Flagships, she said, “represent a different era. They’re large, in highly trafficked, tourist locations, and have high rents and unfavorable lease terms. Many are large and outdated. The costs involved to modernize are significant and oftentimes without a return.”
Abercrombie’s 19 flagships represent 5 percent of sales.
Since the majority of A&F’s sales are generated by stores, “They remain highly relevant, especially to Gen Z, which represents our largest target customer base,” Horowitz said. “Research shows that Gen Z visit stores more often than Millennials. However, with the evolution of digital and omnichannel capabilities, the expectations have shifted. We remain focused on providing the right experience for them and being there whenever, wherever and however they choose to engage with us.”
During the interview, the ceo cited investments in size and markdown optimizations and personalization technologies, as well as in overseas teams, which all should show some return on investment in 2020.
“We have been on a transformation journey,” Horowitz told WWD. “We’re a much stronger company. We’ve made significant investments,” in terms of financial and human capital.
The transformation strategy entails “optimizing” the global store network, enhancing digital and omni capabilities, increasing the speed and efficiency of the product cycle and improving customer engagement through the loyalty program and enhanced marketing.
Horowitz revealed two new group vice presidents for international: Daniel Le Vesconte will lead the Europe, Middle East and Africa, or EMEA region, and Olga Wu will lead the Asia Pacific region. Both report to Kristin Scott, president of global brands.
Le Vesconte was president of EMEA for Dr. Martens and earlier worked at VF Corp. Wu was with VF as general manager of Timberland in China, and earlier, managing director of KFC Taiwan.
Horowitz said both executives will build teams underneath them to focus on assortments, marketing, pricing and promotion, and ‘calendarization,'” which pertains to getting a better understanding of what days are important to consumers in different countries, such as when kids return to school after summer break.
“The real intent is to get closer to our customer,” Horowitz said. “Our goal is to export our (domestic) playbook internationally. We’ve built a substantial business internationally, mostly though a centralized organization.” Now the effort is to localize it, she added.
International accounts for one-third of A&F’s $3.6 billion volume. Weakness has been seen in the retailer’s U.K., Ireland and Hong Kong businesses. Comps were down 3 percent at international stores, and up 1 percent at U.S. stores.
While overall sales were slightly down last quarter, Horowitz said the company saw a “solid” start to back-to-school selling, buoyed by denim.
“As you heard from many of our retail peers this earnings season, the second quarter got off to a slow start,” Horowitz said in a conference call with analysts.

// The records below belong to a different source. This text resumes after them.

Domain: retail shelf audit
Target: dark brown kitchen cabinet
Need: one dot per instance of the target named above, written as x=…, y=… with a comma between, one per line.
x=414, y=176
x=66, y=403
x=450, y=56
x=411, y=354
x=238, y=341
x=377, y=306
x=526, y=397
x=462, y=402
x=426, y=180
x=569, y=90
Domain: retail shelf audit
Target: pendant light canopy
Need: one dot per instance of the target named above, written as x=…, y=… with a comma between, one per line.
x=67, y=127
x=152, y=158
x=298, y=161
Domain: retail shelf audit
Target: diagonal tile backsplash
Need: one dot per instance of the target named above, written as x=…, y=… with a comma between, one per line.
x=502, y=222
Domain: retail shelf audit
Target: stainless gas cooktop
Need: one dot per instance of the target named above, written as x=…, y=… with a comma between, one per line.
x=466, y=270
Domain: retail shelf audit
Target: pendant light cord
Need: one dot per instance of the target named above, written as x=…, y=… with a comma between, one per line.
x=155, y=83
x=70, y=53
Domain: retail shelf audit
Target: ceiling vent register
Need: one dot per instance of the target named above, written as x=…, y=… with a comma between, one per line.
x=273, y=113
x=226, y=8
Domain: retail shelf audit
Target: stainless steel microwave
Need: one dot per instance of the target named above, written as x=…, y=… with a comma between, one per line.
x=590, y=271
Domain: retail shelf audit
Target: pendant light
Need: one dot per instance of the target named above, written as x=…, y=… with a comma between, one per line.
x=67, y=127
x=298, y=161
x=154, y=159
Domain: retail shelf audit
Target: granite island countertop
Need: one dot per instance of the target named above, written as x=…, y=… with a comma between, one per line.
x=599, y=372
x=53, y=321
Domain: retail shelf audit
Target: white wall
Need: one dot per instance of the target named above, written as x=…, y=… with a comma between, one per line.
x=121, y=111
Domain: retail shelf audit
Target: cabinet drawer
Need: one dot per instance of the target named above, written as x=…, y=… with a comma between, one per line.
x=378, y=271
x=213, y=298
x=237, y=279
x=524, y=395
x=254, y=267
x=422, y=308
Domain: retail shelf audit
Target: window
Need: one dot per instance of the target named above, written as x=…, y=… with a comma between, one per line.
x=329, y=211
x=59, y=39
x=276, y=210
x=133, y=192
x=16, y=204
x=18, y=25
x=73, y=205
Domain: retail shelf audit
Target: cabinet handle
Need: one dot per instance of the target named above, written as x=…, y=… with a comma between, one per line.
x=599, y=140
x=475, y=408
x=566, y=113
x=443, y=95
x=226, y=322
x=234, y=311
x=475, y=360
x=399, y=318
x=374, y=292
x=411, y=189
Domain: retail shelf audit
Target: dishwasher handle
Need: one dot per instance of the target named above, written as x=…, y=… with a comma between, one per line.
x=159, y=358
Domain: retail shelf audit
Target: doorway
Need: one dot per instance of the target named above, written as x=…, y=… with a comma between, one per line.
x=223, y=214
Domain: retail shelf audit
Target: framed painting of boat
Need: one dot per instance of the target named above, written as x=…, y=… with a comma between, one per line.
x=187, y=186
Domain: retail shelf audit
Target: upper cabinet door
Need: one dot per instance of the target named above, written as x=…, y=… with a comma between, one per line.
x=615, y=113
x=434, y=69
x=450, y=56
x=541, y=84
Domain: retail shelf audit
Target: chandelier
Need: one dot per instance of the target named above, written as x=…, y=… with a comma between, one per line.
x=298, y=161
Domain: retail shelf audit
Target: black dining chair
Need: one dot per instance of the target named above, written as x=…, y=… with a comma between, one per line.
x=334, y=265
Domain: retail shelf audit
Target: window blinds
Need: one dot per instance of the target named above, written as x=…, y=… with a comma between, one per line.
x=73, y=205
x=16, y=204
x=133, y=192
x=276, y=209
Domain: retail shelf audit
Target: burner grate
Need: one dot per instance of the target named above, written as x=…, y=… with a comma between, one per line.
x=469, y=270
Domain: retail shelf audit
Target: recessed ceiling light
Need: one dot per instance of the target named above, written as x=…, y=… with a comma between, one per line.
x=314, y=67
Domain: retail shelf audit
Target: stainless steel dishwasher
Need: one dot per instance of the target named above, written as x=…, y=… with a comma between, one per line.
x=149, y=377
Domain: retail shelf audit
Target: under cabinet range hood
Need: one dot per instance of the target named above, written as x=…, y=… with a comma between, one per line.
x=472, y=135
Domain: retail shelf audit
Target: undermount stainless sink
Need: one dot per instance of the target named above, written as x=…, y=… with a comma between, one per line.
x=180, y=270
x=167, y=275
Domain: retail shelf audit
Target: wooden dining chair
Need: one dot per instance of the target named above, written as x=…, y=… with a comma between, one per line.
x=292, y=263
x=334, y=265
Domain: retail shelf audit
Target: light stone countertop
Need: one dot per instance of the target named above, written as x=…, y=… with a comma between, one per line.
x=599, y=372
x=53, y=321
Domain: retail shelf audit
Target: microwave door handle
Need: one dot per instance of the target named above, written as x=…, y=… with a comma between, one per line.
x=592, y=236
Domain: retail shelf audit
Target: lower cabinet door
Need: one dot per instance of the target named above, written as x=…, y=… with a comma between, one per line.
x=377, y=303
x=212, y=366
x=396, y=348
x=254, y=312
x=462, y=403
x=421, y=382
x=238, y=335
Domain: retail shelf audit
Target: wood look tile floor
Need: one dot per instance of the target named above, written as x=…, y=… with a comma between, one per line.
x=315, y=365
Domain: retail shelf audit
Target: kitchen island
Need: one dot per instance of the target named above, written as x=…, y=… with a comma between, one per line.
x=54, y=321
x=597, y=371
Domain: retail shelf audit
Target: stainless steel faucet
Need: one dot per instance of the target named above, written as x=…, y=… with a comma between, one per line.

However, A&F experienced “monthly improvement as the quarter progressed, enabling us to deliver on our previously issued second quarter outlook.” Momentum has continued quarter-to-date for the solid start to the b-t-s season in the U.S. where comps are positive across brands.
In a review of merchandise categories, Horowitz cited denim, Hollister guys, bottoms across the company, shorts, and Abercrombie dresses, rompers and jumpsuits among the best performers. But tops were soft.
On the China front, the company is “proactively reducing dependence on China and there’s no plan to raise tickets this fall,” Horowitz said. “We will evaluate spring as we move forward.”
With the dollar strong and international tourism down in the U.S., “We continue to see a drag on the coasts across brands. We expect it will remain a drag for the foreseeable future,” she said.